Bret S. Stetka, MD
Medicine is often a guessing game. Doctors frequently prescribe medications that, while effective across the collective population, may not work for specific individuals. This is why so many clinicians are studying and advocating for personalized medicine; or matching the right patients with the right medications based on their individual biology. Researchers at Scipher Medicine are using cutting-edge technology combined with artificial intelligence to do just that, hoping to improve the treatment of a range of disorders.
By analyzing the network of protein interactions associated with specific diseases and treatment responses, or the “interactome,” they are able to not only predict which medication a patient may or may not respond to but potentially save billions of dollars in wasted healthcare costs due to ineffective prescriptions. Dr. Bret Stetka – a health and science journalist with years of experience covering neuroscience, rheumatology, and genomics – recently interviewed Scipher Chief Technology Officer and Head of Therapeutics, Slava Akmaev, Ph.D., about their technology and aims for the future of clinical care.

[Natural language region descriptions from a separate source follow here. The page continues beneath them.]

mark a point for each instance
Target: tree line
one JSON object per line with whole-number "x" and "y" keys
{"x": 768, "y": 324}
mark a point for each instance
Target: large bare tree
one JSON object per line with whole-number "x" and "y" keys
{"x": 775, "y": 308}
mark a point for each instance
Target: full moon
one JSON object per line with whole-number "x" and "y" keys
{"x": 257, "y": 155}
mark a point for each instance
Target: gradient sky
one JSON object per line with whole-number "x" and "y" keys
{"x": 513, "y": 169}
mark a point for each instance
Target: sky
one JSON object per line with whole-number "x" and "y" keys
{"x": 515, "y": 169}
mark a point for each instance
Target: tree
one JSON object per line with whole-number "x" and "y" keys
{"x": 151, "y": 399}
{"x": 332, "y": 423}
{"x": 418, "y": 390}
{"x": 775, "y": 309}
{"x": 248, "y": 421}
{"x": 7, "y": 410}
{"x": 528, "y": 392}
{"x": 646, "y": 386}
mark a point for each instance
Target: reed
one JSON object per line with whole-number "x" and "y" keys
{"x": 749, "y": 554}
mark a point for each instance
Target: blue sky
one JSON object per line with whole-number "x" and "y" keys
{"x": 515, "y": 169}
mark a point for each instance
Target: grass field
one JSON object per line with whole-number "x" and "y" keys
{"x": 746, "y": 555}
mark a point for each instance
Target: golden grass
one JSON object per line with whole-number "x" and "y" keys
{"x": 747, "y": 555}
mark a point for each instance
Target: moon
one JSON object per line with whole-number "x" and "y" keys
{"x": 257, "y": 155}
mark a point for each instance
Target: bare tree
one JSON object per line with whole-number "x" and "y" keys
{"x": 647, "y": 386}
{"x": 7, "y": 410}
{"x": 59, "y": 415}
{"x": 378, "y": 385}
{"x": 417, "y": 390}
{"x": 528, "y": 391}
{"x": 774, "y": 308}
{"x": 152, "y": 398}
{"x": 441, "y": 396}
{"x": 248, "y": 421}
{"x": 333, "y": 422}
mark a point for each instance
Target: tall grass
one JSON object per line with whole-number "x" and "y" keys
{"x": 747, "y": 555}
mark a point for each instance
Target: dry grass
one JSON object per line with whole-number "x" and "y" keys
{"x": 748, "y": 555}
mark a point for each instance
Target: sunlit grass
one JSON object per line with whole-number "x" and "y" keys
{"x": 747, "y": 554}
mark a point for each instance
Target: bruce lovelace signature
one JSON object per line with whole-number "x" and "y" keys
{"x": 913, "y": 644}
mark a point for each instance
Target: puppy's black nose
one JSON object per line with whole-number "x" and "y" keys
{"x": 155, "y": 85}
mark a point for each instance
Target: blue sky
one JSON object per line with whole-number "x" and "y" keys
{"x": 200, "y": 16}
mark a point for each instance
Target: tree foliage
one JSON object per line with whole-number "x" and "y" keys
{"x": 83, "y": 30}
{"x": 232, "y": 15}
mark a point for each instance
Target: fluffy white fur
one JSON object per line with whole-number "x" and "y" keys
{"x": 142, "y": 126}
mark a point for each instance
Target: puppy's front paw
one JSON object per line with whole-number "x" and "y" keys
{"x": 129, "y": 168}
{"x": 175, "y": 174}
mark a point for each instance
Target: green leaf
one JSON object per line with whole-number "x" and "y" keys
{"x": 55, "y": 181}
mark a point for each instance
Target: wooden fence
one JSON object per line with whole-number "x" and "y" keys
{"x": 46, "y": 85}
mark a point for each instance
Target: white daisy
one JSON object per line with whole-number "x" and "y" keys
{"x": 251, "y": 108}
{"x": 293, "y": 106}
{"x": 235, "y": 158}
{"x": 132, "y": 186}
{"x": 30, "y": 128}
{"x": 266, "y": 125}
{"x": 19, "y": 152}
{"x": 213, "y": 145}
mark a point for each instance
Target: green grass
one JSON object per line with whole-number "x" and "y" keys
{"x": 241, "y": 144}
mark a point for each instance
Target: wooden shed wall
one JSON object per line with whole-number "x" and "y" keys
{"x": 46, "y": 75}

In a few words, tell us how Scipher Medicine came to be
This technology comes from years of researchers analyzing the human interactome, which is the network of proteins and protein interactions that influence health, disease, and response to therapy. We obtained the interactome data through a license from Northeastern University, where our co-founder Dr. Albert-László Barabási holds a professorship and spent more than two decades working to map the human interactome. He did so in collaboration with Scipher’s other co-founder Joseph Loscalzo, Chief of Medicine at Brigham and Women’s Hospital
Drs. Barabási and Loscalzo have very different academic backgrounds. How did they come together to found Scipher?
Dr. Barabási is a physicist and has been studying computational biology for years. Dr. Loscalzo is a cardiologist. They brought physics and medicine together and began using computer data modeling techniques that have been used for a wide array of applications. They wanted to see if these approaches could help us better understand biological processes and how protein interactions can predict disease risk and treatment response. The interactions are primarily determined by yeast two-hybrid and mass spectrometry experimental data. In parallel, we have internally, together with the Barabási laboratory, spent many years developing AI and machine learning algorithms that allow us to extract insights from the interactome.
Humans have around 20,000 genes that encode for the proteins that run our bodies. So you’re looking at all 20,000 or so proteins that these genes encode for and how they interact?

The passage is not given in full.